Originally published in "The Lord's Coming Herald & Wesleyan Bible Prophecy Advocate," Winter Edition 2007
Is The Body Of Christ Divided?
Not according to Scripture.
According to human experience, however, we do indeed find among us those "envying, strife, and divisions," which indicate that many who profess to be followers of the Christ are "yet carnal and walk as men."
So what is the cure for sectarian divisiveness in the body of Christ? Is it not within the materials of the Christian foundation itself?
"Other foundation can no man lay than that is laid, which is Jesus
Christ" (I Cor. 3:11). The unity of the Christian church, friends, is to be found within the
commonality of its faith, or doctrine, concerning the person, the work, the
coming, and the kingdom of our Lord and Saviour Jesus Christ. So what do we
know, believe, internalize, and teach/confess about the historical Jesus of
Nazareth, the Christ?
Friends, believe it or not, we are not all on the same page here. We may think
we are, but we really aren't. No, not even in the conservative Wesleyan Holiness
movement (of which we ourselves are a part) are we on the same page concerning
Jesus and His kingdom.
For example, there are those among us, called dispensational premillennialists, who do not really believe that the Messiah has already established His kingdom. Rather, they are looking for Him to return to "set it up," as they say, and that in spite of the fact that nowhere in the New Testament itself is this "setting up of the kingdom" terminology ever applied to Christ's second coming.
Only one doctrine of the "kingdom" of the Messiah exists in Scripture, friends, and we are not all on the same page as the New Testament concerning it. Given this rift in the foundation of the Christian system, then, is it any wonder that the modern church is so divided?

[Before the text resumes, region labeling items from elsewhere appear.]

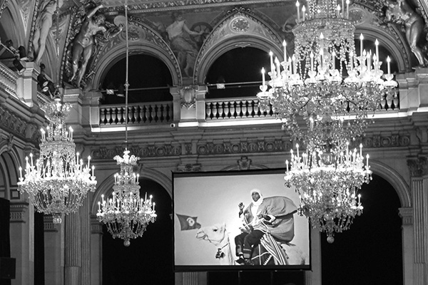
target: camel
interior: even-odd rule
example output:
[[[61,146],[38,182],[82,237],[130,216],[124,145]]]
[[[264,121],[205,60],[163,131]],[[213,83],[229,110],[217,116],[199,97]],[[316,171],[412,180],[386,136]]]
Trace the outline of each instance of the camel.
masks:
[[[233,265],[233,254],[229,242],[229,235],[226,231],[226,224],[215,224],[211,227],[200,228],[196,232],[198,239],[204,239],[214,244],[217,248],[215,257],[220,265]]]
[[[261,244],[269,243],[271,239],[270,234],[265,234],[265,237]],[[233,251],[229,242],[229,235],[226,230],[225,223],[215,224],[213,226],[205,227],[199,229],[196,232],[196,238],[210,242],[217,248],[216,257],[219,259],[221,265],[238,264],[233,258]],[[279,244],[277,242],[273,242]],[[290,242],[280,244],[285,256],[285,261],[278,260],[274,257],[268,250],[262,244],[259,244],[254,249],[251,259],[255,265],[303,265],[305,264],[305,254],[295,244]]]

Examples could be multiplied as to how modern dispensational teachings subvert
the ideological foundations of the Christian system. Nor will it do to suggest
that differences of doctrine in eschatology, or last things, should be tolerated
because of so-called "pan-millennialism," or the idea that nobody knows what the
Bible teaches anyway.
That sounds like a coup detent for modern liberal theology to me! Think about it!
What would make the Devil any happier than for one to accept such an agnostic
sentiment. The logical slippery slope here is that if nobody can know what the
Bible teaches about eschatology, then ALL Christian doctrine is likewise up for
grabs, and we are left to the vageries of mere existential subjectivistic
humanism in our religion.
Be not deceived--those who suggest such things, in our circles at least, really
don't mean them.What they really mean is that any deviation from the
stranglehold that acceptance of Darbyite dispensational theology has upon them
and theirs should not be disturbed. "Nobody knows what the Bible teaches about
eschatology" in this case means: "nobody, that is, except the dispensational
premillennialist--don't rock our boat!"
Enough said. The fact is that unity flows out of the foundation of the Christian faith itself--Darbyism is "another gospel" that destroys that foundation!